Several months later, in the winter of 1934, he was approached by a small dour man with a pair of dachshunds--Wilhelm Canaris, the new head of the Abwehr. Canaris asked Vogel if he would be willing to go to work for him. Vogel accepted on one condition--that he not be forced to join the Nazi party--and the following week he vanished into the world of German military intelligence. Officially, he served as Canaris's in-house legal counsel. Unofficially, he was given the task of preparing for the war with Britain that Canaris thought was inevitable.

Now Vogel sat at his desk, hunched over a memo, knuckles pressed to his temples. He struggled to concentrate over the noise: the rattle of the old lift as it struggled up and down the well just beyond his wall, the splatter of freezing rain against the windows, the cacophony of car horns that accompanied the Berlin evening rush. He moved his hands from his temples to his ears and pressed until there was silence.

The memo had been given to him by Canaris earlier that day, a few hours after the Old Fox returned from a meeting with Hitler at Rastenburg. Canaris thought it looked promising, and Vogel had to agree. "Hitler wants results, Kurt," Canaris had said, sitting behind his battered antique desk like an impervious old don, eyes wandering the overflowing bookshelves as though searching for a treasured but long-lost volume. "He wants proof it's Calais or Normandy. Perhaps it's time we brought your little nest of spies into the game."
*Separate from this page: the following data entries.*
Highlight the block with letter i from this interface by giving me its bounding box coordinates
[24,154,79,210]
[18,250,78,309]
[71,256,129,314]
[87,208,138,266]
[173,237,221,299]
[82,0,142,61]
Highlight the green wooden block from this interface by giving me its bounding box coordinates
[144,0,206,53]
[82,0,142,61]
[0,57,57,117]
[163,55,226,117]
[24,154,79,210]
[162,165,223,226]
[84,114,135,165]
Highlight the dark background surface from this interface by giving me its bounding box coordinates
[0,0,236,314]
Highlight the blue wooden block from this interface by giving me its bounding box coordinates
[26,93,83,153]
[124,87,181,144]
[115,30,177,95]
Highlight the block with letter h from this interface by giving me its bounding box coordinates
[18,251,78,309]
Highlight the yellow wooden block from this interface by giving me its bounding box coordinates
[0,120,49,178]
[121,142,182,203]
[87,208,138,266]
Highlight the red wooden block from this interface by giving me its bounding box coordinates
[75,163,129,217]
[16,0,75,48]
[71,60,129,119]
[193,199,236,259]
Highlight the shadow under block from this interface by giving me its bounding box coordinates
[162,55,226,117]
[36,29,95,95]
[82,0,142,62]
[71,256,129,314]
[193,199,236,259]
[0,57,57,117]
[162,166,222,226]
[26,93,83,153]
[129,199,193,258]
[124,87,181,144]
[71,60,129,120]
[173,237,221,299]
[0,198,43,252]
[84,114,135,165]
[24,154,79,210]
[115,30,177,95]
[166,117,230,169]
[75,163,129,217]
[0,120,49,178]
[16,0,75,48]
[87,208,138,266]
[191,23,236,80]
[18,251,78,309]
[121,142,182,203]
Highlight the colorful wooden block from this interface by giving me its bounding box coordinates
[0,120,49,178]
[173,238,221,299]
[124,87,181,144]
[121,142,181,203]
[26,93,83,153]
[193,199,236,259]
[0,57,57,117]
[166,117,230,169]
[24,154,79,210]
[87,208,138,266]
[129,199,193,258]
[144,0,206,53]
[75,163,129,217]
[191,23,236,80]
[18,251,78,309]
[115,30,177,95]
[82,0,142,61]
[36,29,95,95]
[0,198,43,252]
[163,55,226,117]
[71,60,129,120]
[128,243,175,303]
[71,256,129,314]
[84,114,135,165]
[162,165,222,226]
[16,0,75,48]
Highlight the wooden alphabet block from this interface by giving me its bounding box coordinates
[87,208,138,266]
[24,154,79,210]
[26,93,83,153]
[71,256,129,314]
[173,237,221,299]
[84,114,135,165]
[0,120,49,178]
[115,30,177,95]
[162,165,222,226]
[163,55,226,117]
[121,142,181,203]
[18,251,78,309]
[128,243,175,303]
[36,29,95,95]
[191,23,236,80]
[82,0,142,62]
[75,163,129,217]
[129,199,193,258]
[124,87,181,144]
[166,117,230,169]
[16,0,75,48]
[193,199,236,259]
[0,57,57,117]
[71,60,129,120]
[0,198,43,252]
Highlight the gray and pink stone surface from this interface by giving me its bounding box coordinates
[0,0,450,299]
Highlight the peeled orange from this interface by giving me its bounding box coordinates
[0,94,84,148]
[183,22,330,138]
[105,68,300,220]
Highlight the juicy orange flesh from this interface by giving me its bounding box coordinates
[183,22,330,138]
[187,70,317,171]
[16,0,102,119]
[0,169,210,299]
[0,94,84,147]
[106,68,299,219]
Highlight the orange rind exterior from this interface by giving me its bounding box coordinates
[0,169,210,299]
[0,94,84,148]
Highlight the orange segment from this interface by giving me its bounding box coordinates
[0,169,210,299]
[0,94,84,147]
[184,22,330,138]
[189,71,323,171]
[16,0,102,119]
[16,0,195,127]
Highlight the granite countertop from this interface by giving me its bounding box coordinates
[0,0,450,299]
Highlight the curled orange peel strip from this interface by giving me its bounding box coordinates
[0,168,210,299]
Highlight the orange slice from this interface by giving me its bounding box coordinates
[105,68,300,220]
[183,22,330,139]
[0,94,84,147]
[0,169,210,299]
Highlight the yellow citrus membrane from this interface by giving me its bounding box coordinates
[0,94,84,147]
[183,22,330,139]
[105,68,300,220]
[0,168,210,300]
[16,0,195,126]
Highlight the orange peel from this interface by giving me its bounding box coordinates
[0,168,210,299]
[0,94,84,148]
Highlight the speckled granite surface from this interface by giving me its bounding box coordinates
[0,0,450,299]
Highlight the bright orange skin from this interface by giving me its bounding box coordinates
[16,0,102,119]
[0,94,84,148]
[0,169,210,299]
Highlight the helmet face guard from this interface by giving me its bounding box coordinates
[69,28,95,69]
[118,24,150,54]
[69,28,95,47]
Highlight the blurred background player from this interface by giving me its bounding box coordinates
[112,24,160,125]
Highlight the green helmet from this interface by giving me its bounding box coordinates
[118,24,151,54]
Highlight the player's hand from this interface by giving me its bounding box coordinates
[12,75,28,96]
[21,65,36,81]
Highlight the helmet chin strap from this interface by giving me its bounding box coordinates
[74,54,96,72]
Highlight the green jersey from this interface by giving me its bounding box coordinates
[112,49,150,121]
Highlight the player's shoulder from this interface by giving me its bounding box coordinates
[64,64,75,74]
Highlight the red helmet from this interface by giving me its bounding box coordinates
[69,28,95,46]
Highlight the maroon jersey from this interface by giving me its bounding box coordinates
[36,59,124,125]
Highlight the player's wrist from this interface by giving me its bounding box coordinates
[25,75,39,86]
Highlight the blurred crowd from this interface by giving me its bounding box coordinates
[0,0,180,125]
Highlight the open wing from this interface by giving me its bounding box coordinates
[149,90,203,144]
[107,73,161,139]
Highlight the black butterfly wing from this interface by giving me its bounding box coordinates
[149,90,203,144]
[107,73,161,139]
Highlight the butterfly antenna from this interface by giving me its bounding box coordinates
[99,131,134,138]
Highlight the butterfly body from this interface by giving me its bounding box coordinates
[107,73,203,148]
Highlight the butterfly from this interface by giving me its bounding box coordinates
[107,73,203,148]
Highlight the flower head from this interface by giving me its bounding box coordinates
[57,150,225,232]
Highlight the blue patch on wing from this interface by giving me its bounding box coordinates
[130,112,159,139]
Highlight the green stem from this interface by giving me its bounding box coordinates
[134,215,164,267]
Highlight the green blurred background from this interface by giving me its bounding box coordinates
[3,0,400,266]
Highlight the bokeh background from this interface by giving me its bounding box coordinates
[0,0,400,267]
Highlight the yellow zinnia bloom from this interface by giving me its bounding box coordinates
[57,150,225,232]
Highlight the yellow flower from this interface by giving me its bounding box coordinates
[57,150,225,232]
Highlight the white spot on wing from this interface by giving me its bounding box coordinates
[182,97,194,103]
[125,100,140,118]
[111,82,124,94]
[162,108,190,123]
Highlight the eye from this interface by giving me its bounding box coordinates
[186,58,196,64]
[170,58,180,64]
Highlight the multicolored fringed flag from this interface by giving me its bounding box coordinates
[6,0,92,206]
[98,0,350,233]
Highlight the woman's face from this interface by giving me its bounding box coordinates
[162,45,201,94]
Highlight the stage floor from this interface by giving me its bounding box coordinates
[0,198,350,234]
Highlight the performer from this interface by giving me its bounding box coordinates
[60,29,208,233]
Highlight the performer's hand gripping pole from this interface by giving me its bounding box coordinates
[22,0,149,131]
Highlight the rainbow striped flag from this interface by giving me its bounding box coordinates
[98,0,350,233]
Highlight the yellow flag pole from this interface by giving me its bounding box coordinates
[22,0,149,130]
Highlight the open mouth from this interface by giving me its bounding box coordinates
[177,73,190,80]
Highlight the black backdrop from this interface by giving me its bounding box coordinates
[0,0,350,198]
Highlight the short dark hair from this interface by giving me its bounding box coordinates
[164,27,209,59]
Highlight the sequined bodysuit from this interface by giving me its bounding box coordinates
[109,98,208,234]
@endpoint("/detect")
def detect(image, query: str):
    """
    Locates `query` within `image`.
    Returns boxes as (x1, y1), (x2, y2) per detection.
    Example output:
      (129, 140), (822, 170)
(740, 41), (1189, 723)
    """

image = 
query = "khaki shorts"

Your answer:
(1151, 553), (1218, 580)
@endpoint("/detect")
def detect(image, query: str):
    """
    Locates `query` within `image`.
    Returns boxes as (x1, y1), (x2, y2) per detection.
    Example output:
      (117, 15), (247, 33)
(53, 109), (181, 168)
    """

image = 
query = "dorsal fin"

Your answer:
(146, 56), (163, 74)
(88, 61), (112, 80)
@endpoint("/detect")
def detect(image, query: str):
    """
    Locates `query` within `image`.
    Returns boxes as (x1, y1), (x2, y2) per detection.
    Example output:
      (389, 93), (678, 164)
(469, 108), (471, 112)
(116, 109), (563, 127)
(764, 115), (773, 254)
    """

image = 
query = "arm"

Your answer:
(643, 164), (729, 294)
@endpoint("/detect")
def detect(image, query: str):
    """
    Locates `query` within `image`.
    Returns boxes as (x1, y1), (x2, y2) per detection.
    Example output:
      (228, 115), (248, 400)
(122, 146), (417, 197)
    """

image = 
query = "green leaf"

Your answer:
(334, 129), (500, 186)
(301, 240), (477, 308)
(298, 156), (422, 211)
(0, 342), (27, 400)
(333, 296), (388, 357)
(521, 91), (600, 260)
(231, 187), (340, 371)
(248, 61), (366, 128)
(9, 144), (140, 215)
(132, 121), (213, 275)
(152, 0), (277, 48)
Vogel had read it once quickly. Now he read it more carefully a second time. Actually it was more than promising, it was perfect--the opportunity he had been waiting for. When he finished he looked up and murmured Ulbricht's name several times as if he were speaking directly into his ear. Finally, receiving no reply, he rose and walked into the anteroom. Ulbricht was cleaning his Lugers.

"Werner, I've been calling you for five minutes," Vogel said, his voice nearly inaudible.

"I'm sorry, Captain. I didn't hear you."

"I want to see Muller first thing in the morning. Make me an appointment."

"Yes, sir."

"And Werner, do something about your damned ears. I was shouting at the top of my lungs in there."

The bombers came at midnight as Vogel dozed fitfully in his office on a stiff camp bed. He swung his legs to the floor, rose, and walked to the window as the aircraft droned overhead. Berlin shuddered as the first fires erupted in the districts of Pankow and Weissensee. Vogel wondered how much more punishment the city could absorb. Vast sections of the capital of the thousand-year Reich had already been reduced to rubble. Many of the city's most famous neighborhoods resembled canyons of crushed brick and twisted steel. The lime trees of the Unter den Linden had been scorched, as had many of the once-glittering shops and banks lining the broad boulevard. The renowned clock at the Kaiser Wilhelm Memorial Church had been stilled at seven thirty since November, when Allied bombers laid waste to one thousand acres of Berlin on a single night.

The memo ran around in his head while he watched the night raid.